– После коммунарского шалаша, Лушенька, дядин дом на берегу покажется тебе дворцом.
Но тут же Ведерников спохватился. Лукерья вполне резонно могла спросить: «Почему же тогда дядюшка запрятал тебя вместе со мной на вышку амбара?»
– Дядя зазывал меня, Лушенька, жить в этом доме, а я отказался, – продолжал Ведерников. – То ли дело на вышке. Тебе никто не мешает, и ты никому не мешаешь. Правда ведь, Лушенька?
– Все равно мне, Григорий, – равнодушно сказала Лукерья.
– А что же, Луша, все коммунары в шалашах живут? – вступил в разговор Кибальников.
– Все. А куда же деваться? Дома-то еще не построены.
– И главный комиссар коммуны тоже вместе со всеми?
– Бастрыков-то? Как все, так и он.
– Сколько же у него жен?
– Ни одной. Жену у него белые каратели сожгли.
– Ну любовниц-то небось имеет?
– Да что вы, господь с вами! Любовниц? Это святой человек! – В голосе Лукерьи прозвучали и обида за Бастрыкова, и преклонение перед ним.
Ведерников переглянулся с Кибальниковым, а тот дернул за рукав Отса.
– Что же, все коммунары живут, как солдаты – в обнимку с ружьями? – не желая терять нить разговора, спросил Кибальников.
Лукерья засмеялась впервые за все эти дни, и смех ее был звонким и веселым.
– Зачем же им ружья? Они по доброй воле все собрались и угнетать никого не собираются. Война им и без того осточертела. У них забота сейчас одна: чтоб жилось людям полегче.
– А добро-то все-таки охраняют или нет? Иначе все порастащат и следов не найдешь.
В словах Кибальникова Лукерья почувствовала что-то недоброе по отношению и к себе и оскорбительное для коммуны.
– Чего не знаю, того не знаю, – опустила голову Лукерья, давая понять, что она не желает в таком тоне разговаривать о коммунарах.
– Ну а как же они, все делят поровну или кто сколько захватит? – не улавливая настроения Лукерьи, продолжал расспрашивать Кибальников.
– Не знаю.
– А кормятся из одного котла или каждый сам себе варит?
– Поезжай посмотри.
Кибальников через плечо взглянул на Отса, подмигнул одним глазом и замолчал. Возле крыльца они задержались, и Кибальников склонился к уху Отса.
– А барышня-то, Кристап Карлович, с норовом. Как бы она нашего Гришу в свою веру не обратила.
– Я все понял, Михаил Алексеич. Говорит: «Не знаю», а слышится: «Валитесь от меня к чертовой матери».
Порфирий Игнатьевич встретил офицеров и Лукерью в прихожей. Он был тщательно причесан, одет в суконный праздничный костюм с плисовой поддевкой, в белую чесучовую рубаху, в лакированные сапоги с бизоновыми голенищами. В доме пахло жареным мясом, сдобным тестом, ароматными настойками.

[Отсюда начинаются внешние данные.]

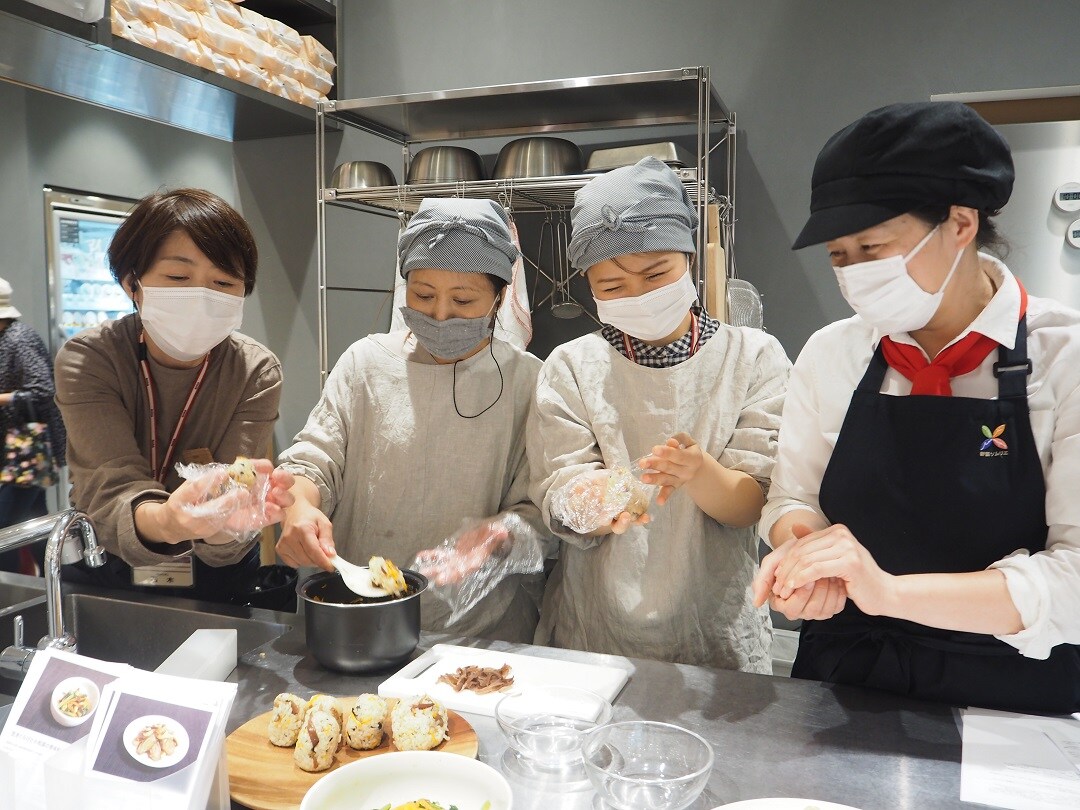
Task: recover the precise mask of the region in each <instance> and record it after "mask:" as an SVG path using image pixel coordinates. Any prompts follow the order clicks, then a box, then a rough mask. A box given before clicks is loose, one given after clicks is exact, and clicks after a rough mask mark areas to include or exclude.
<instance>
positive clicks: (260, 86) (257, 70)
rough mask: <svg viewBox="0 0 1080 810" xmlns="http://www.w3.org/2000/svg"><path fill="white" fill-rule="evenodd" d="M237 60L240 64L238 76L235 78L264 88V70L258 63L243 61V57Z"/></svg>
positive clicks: (244, 81) (262, 87)
mask: <svg viewBox="0 0 1080 810" xmlns="http://www.w3.org/2000/svg"><path fill="white" fill-rule="evenodd" d="M238 62H239V64H240V76H238V77H237V78H238V79H240V81H242V82H243V83H244V84H251V85H252V86H253V87H262V89H264V90H265V87H264V84H265V80H264V76H265V75H266V71H265V70H264V69H262V68H260V67H259V66H258V65H253V64H252V63H249V62H244V60H243V59H238Z"/></svg>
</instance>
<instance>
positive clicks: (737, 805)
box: [713, 798, 859, 810]
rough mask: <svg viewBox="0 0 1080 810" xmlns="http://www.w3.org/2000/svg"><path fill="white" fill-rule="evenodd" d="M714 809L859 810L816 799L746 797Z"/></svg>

– Устиньюшка, выйди, голубь, познакомься! – почти пропел Порфирий Игнатьевич, поглядывая на дверь.
Устиньюшка не вышла, а скорее выплыла, как пава. На ней была широкая, со сборками, шелковая юбка и шелковая кофта с буфами на плечах. Одежда делала Устиньюшку еще более пышной и чуть скрадывала ее высокий рост. С приветливой улыбкой Устиньюшка подошла к офицерам. Кибальников и Отс припали к ее ручке, а Ведерников взял под локоть и подвел к Лукерье. Улыбку с лица Устиньюшки будто ветром сдуло. Глаза словно остекленели, губы стали тонкими и злыми. Она бросила на Лукерью такой ненавидящий взгляд, что та отшатнулась.
– Проходи, Лукерьюшка, проходи, – деланным сладко-приторным голоском сказала Устиньюшка, а глаза ее говорили: «Я ненавижу тебя, и скорее, как можно скорее убирайся прочь! Я была тут одна среди них. И я не потерплю тебя».
Все, все: и эта прихожая с круглой вешалкой, и эти сытные запахи, и эти бизоновые сапоги Порфирия Игнатьевича – напомнило Лукерье дом Луки Твердохлебова, дом, в котором одна за другой погибли ее сестры и сама она приближалась к тому же. Лукерье стало нестерпимо тошно. Ей захотелось повернуться и убежать из этого дома, чтобы никогда больше в него не заходить. Но Ведерников, заметив, что она медленно пятится к двери, схватил ее за руку и повел за собой.